Besides the many positives, there were concerns expressed about whether Microsoft would make the technology available beyond Windows. Ben Laurie wrote:
Kim and Stefan blog about Microsoft’s acquisition of Stefan’s selective disclosure patents and technologies, which I’ve blogged about many times before.
This is potentially great news, especially if one interprets Kim’s
Our goal is that Minimal Disclosure Tokens will become base features of identity platforms and products, leading to the safest possible intenet. I don’t think the point here is ultimately to make a dollar. It’s about building a system of identity that can withstand the ravages that the Internet will unleash.
in the most positive way. Unfortunately, comments such as this from Stefan
Microsoft plans to integrate the technology into Windows Communication Foundation and Windows Cardspace.
and this from Microsoft’s Privacy folk
When this technology is broadly available in Microsoft products (such as Windows Communication Foundation and Windows Cardspace), enterprises, governments, and consumers all stand to benefit from the enhanced security and privacy that it will enable.

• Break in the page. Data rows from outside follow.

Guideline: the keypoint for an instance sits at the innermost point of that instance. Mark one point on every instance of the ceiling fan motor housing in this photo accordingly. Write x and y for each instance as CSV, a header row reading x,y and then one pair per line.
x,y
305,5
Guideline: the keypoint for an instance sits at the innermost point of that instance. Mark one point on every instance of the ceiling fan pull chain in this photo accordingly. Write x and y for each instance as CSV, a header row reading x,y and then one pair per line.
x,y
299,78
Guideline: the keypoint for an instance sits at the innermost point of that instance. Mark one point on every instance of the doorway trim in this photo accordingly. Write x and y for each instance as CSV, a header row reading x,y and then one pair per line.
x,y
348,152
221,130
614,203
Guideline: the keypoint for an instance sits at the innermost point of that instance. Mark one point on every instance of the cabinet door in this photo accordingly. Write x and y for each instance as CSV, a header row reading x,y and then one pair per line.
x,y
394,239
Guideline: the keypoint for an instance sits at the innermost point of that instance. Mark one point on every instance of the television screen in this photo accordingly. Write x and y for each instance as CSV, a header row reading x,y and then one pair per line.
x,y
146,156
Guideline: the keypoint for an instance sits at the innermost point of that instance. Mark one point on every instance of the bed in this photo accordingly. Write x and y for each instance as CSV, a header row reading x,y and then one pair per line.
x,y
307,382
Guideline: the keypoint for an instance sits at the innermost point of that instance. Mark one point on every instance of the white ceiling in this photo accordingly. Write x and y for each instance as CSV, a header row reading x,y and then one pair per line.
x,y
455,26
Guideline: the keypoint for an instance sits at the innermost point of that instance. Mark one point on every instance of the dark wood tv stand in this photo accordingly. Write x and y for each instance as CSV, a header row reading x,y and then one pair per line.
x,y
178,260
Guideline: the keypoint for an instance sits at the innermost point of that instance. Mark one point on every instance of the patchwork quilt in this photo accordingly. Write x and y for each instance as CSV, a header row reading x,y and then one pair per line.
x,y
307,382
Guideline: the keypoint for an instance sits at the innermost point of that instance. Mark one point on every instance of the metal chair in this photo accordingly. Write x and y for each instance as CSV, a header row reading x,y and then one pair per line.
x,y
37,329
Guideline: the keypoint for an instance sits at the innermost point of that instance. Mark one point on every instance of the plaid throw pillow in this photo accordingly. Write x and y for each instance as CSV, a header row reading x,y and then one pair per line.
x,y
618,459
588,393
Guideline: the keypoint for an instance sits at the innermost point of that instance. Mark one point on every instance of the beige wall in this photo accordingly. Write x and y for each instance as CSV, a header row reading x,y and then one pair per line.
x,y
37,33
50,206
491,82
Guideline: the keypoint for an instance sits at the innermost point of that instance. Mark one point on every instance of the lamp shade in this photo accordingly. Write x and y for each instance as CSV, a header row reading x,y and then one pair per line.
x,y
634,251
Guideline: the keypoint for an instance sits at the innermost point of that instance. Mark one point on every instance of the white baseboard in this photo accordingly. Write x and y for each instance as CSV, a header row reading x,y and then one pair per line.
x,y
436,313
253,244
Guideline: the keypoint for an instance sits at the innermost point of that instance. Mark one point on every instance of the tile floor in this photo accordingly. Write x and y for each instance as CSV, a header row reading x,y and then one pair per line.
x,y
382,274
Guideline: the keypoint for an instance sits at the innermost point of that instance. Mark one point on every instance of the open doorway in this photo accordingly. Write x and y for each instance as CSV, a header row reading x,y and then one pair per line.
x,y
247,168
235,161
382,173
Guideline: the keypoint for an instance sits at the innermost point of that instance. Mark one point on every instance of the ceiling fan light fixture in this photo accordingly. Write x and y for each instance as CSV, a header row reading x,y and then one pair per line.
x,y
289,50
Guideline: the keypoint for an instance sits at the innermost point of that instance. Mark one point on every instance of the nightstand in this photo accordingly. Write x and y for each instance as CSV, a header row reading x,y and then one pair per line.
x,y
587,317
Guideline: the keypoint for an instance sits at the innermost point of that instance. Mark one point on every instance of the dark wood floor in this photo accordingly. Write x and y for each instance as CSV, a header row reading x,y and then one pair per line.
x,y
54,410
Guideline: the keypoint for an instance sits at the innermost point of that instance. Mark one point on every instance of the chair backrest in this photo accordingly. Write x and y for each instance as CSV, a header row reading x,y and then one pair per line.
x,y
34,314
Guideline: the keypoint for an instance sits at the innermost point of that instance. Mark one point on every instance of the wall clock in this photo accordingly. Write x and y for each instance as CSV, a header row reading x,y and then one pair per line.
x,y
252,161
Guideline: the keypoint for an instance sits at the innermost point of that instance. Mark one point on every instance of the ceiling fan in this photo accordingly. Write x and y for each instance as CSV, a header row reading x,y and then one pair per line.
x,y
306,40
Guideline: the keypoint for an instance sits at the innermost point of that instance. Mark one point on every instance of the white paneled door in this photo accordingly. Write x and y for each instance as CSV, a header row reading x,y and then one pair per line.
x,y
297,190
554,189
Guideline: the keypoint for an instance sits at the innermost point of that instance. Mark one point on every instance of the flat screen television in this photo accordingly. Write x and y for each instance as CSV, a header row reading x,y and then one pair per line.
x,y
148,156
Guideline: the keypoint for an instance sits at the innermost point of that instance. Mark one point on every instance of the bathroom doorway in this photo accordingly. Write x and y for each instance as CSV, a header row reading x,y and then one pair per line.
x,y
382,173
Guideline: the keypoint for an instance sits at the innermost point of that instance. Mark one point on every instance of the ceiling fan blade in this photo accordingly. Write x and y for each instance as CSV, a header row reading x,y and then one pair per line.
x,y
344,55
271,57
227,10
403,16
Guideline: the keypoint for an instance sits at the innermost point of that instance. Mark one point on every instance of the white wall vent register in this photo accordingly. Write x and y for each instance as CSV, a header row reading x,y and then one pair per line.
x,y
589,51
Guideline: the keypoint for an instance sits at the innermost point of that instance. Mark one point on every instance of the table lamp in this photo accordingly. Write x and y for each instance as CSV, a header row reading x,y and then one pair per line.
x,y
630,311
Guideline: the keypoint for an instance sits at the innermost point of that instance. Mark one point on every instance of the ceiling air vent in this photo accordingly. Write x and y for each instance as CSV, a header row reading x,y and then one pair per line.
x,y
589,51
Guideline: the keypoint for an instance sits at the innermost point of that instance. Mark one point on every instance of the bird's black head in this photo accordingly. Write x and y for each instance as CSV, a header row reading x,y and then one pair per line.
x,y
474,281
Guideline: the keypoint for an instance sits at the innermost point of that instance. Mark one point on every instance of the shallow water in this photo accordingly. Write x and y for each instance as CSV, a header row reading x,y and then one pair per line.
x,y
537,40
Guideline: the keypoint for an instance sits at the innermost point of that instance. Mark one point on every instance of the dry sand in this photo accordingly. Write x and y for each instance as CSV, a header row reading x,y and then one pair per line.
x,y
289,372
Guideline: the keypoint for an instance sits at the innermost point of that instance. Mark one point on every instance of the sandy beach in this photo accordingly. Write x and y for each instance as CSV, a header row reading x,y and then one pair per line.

sound more like the Microsoft we know and love.
I hope everyone who reads this blog knows that it is elementary, my dear Laurie, that identity technology must work across boundaries, platforms and vendors (Law 5 – not to mention, “Since the identity system has to work on all platforms, it must be safe on all platforms”).
That doesn't mean it is trivial to figure out the best legal mecahnisms for making the intellectual property and even the code available to the ecosystem. Lawyers are needed, and it takes a while. But I can guarantee everyone that I have zero intention of hoarding Minimal Disclosure Tokens or turning U-Prove into a proprietary Microsoft technology silo.
Like, it's 2008, right? Give me a break, guys!